The province is also prioritizing supporting Ontario taxpayers with direct reimbursements, including tax rebates and cuts, simplifying payment methods for transit, and tying supports to inflation. More specifically, the province is:
- Proposing to provide a $200 taxpayer rebate, for all eligible adult Ontario tax filers, plus an additional $200 for each eligible child under 18 whose families qualify for a Canada Child Benefit payment for 2024;
- Proposing to extend the current temporary gas tax and fuel tax rate cuts keeping the rates at nine cents per liter until June 30, 2025;
- Launching One Fare so transit riders only pay once for transfers between transit systems in the Greater Toronto Area; and
- Expanding the Ontario Guaranteed Annual Income System (GAINS) program and indexing the GAINS benefit to inflation.

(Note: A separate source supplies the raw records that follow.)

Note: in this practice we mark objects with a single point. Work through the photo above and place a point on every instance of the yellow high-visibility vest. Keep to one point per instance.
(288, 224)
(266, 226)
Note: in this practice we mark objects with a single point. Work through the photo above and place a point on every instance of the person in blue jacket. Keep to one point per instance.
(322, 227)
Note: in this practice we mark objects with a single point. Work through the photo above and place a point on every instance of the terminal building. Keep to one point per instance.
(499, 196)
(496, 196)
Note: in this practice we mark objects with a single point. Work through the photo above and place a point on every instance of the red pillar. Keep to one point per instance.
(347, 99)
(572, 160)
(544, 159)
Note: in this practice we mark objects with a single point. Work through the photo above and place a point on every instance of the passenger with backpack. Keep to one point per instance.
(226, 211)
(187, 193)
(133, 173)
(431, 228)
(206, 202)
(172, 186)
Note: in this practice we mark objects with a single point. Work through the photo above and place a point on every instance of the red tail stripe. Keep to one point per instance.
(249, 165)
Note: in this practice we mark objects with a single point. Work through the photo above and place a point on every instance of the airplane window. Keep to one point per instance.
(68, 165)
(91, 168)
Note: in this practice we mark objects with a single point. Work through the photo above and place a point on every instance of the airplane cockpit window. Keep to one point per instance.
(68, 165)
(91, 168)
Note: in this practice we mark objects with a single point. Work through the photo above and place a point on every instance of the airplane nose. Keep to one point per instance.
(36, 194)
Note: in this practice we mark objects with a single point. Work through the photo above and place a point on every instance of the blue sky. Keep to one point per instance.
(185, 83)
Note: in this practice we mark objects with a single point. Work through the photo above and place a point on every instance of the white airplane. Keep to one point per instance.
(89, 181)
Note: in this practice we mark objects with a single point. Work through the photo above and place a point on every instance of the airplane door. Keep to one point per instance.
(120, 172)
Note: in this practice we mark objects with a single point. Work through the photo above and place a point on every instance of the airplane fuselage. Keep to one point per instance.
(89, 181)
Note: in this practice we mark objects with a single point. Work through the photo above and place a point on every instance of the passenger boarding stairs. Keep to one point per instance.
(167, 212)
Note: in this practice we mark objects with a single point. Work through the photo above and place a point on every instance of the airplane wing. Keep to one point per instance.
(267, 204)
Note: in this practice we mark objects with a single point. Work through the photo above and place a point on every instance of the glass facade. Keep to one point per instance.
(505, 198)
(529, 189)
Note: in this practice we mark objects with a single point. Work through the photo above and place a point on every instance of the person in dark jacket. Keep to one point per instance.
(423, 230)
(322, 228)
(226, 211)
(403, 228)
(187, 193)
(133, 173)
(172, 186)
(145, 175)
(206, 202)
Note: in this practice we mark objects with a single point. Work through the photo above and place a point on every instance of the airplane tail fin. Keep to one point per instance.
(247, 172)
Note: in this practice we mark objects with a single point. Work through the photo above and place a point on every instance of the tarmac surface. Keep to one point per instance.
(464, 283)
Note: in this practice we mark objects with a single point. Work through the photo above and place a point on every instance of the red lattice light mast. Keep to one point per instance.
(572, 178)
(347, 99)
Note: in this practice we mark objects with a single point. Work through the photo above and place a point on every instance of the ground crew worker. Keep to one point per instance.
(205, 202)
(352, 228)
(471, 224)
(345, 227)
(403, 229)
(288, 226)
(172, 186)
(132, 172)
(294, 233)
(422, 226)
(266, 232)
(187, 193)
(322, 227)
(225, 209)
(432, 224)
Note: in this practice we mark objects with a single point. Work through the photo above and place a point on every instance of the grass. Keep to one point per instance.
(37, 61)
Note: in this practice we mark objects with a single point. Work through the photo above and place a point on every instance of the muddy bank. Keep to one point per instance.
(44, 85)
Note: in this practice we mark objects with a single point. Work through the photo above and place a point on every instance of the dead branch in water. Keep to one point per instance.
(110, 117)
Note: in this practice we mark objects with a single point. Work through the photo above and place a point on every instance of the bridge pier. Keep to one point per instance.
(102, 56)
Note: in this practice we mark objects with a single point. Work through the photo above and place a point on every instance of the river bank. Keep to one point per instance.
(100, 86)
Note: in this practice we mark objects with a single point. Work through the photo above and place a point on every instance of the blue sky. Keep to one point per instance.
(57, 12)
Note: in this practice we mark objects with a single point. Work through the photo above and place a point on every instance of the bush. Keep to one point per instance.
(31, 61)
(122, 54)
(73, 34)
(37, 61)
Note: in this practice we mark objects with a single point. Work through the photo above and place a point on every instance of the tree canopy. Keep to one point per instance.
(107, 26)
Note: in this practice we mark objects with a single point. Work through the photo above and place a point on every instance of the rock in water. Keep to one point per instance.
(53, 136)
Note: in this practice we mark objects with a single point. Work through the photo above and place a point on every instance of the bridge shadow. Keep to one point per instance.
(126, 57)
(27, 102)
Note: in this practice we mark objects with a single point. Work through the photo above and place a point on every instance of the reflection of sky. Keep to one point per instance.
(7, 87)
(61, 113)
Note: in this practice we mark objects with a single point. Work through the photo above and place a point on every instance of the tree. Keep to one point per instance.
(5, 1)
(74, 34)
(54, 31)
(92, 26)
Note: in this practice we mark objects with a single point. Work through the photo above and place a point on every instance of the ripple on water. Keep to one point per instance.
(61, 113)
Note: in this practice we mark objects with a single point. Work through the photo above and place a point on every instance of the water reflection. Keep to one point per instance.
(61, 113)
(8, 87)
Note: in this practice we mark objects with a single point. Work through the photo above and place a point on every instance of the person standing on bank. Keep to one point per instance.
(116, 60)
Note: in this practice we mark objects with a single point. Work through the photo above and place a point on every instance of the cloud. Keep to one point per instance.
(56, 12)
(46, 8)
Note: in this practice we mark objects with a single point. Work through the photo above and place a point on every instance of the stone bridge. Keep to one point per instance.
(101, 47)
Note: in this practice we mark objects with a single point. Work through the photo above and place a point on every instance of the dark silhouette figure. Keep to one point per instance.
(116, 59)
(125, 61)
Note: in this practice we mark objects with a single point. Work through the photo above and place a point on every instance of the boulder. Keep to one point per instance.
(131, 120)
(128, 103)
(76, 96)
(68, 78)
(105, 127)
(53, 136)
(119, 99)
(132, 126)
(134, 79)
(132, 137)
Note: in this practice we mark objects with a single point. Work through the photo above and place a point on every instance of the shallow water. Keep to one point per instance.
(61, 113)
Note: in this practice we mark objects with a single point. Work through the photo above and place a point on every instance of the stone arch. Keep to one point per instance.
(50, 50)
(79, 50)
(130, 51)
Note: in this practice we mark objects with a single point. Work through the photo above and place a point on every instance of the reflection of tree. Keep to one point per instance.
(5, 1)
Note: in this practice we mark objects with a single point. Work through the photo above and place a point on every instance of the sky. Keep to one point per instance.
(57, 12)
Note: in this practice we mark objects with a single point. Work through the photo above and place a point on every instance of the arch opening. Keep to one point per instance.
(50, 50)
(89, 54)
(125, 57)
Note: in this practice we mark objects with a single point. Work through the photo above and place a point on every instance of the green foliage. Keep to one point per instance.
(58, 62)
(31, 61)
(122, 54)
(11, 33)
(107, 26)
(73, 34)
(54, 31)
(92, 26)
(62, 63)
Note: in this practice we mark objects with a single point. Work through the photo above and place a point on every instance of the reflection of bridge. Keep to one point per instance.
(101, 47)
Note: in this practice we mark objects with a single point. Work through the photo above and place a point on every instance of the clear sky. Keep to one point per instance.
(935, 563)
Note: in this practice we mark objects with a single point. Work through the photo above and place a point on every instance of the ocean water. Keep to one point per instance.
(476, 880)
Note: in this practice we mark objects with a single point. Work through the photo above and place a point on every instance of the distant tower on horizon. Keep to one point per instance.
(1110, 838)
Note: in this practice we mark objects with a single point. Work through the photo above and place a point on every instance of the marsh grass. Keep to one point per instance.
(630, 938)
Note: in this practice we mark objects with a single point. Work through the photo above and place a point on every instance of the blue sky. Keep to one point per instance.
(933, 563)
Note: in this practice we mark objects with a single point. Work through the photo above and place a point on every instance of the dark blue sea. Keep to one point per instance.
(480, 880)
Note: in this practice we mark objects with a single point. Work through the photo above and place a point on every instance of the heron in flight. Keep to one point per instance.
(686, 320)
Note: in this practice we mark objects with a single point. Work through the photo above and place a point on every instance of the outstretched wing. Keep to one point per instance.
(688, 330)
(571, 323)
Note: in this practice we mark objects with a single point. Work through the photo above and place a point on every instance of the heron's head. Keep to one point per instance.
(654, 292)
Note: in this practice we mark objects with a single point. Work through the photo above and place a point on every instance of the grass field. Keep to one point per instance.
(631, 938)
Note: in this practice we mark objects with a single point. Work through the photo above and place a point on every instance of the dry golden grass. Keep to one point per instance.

Primary care takes primary role
Finally, the province is redoubling its efforts to invest in healthcare, focusing on primary care training, fertility care accessibility and supporting seniors. Specific strategies include:
- Extending Ontario’s Learn and Stay program by providing an additional $17.7 million for 2026-27;
- Expanding the Ontario Fertility Program by $150 million and committing to introduce a new fertility tax credit in 2025;
- Prioritizing access for Ontario residents for medical school seats; and
- Investing $17 million over the next 3 years to support 100 new Seniors Active Living Centres.
Why it matters
- This FES represents the return to a fiscal norm that Tories have been craving, especially after payouts surrounding Bill 124 had inflated Ford’s deficit to higher levels than promised.
- The contents of the FES, especially the $200 taxpayer rebate, are all important incentives for the PC’s to offer voters as they gear up for a potential early election in the spring of next year.
Opposition says FES focused on wrong issues
Liberals
According to Ontario Liberals, Doug Ford is “failing to do his job and address the issues that really matter to Ontario families.” The Liberals did not hold back when commenting on this year’s FES, criticizing the government on two main topics, health care and prioritizing Ontario’s wealthiest.
Liberal Leader Bonnie Crombie focused on Ford’s desire to put “his rich friends first”:
- “Doug Ford is more focused on billion-dollar giveaways to wealthy insiders than he is on fixing health care. People are dying on waitlists, and Doug Ford is spending billions on booze, foreign spas and the Greenbelt scandal.”
This response is consistent with their month-long criticism of Ford’s handling of Ontario’s health care system.
NDP
Similar to the Liberals, the NDP framed Ford’s fiscally focused FES as out-of-touch with the lived realities of everyday Ontarians.
In a statement, Leader of the Opposition Marit Stiles claimed Ontarians “aren’t getting what they paid for,” arguing it is filled with “stale ideas and empty promises.” Specifically, the NDP pointed out the reduced amount of housing starts, delay of transit projects, and lack of supports to address the cost of living as major oversights.